L’Équipe : la cocotte-minute

Entamée depuis lundi 15 février, la grève se durcit au sein du groupe de médias sportifs. Le nouveau directeur est sur la sellette.

Une assemblée générale, prévue mercredi 17 février, pourrait décider de la poursuite du blocage. Deux éléments phares ont mis le feu aux poudres en début de semaine. D’une part, un plan de quinze départs volontaires a été annoncé à L’Équipe 21. La chaine sur la TNT du groupe L’Équipe en compte actuellement près de soixante-dix. D’autre part, le quotidien L’Équipe souhaite réorganiser les fonctions d’édition et de réalisation. Conséquence, la suppression, à terme, de 26 postes de secrétaires de rédaction. Un crime de lèse-majesté pour l’intersyndicale, et, en son sein, le Syndicat national des journalistes. Le puissant SNJ est particulièrement bien représenté chez les journalistes non écrivant. Les propositions de reclassements qui seront faites aux secrétaires de rédaction et éditeurs, ne font pas son affaire. Cyril Linette, présent depuis un an seulement à la tête de L’Équipe, est en train d’étrenner son premier mouvement de grève. Cet ancien de Canal+, média télé beaucoup plus calme que les quotidiens, est pris entre le marteau de son actionnaire et les salariés.

Les Éditions Amaury, qui détiennent toujours L’Équipe, après avoir cédé Le Parisien en novembre 2015 à LVMH, lui ont clairement donné pour mission de couper les coûts. Encore très rentable en 2011, L’Équipe accumule les déficits depuis. Sa télévision, lancée en 2012, est un gouffre financier. Elle atteint les meilleurs mois 0,5% d’audience. Dans un contexte de baisse de la diffusion et de recul de la publicité, les effectifs du quotidien et du site, environ 500 personnes, sont de leur côté encore trop lourds pour permettre une exploitation rentable. Linette accumule par ailleurs les maladresses vis-à-vis des salariés.

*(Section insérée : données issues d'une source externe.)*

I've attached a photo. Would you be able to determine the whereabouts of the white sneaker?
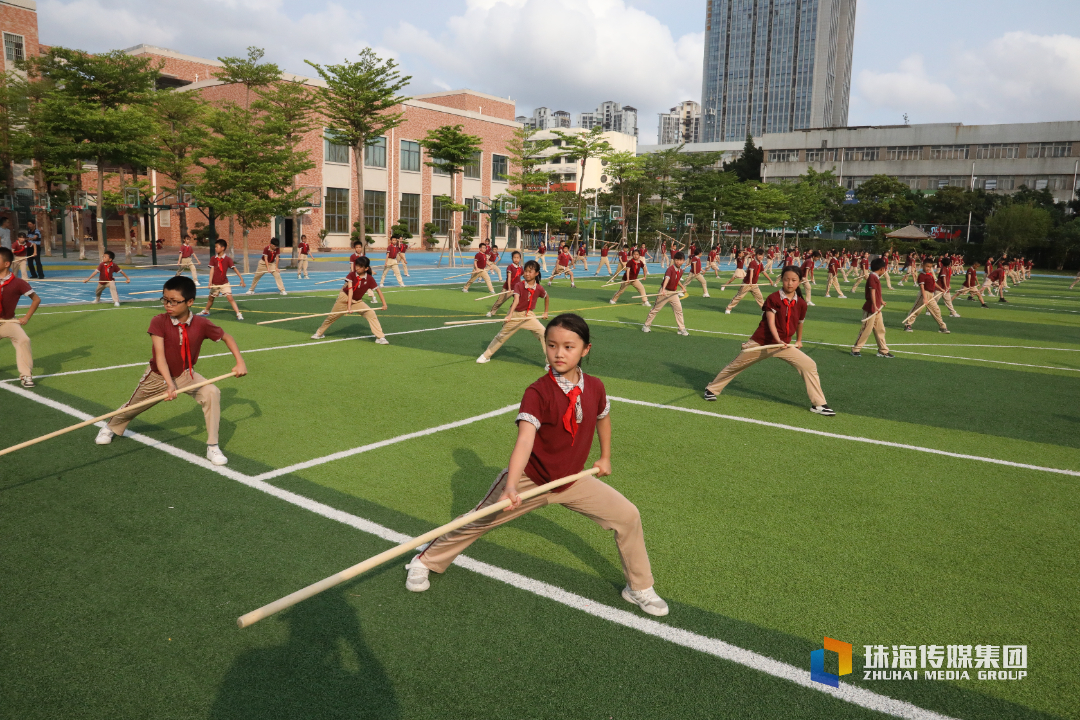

Sous couvert de nouvelle politique, il a fait table rase de la presque totalité de l’ancien comité de direction. En quelques mois, tous les ex dirigeants, hormis le directeur des services informatiques, ont été évincés. Ils ont été remplacés par d’autres, issus en général de Canal +, ou du réseau de Linette. Ainsi, son ancien collaborateur, Arnaud de Courcelles, a été nommé directeur de L’Équipe 21 à la place de Fabrice Jouhaud. La connivence passe mal, même auprès de personnels aussi bien protégés que ceux de L’Équipe.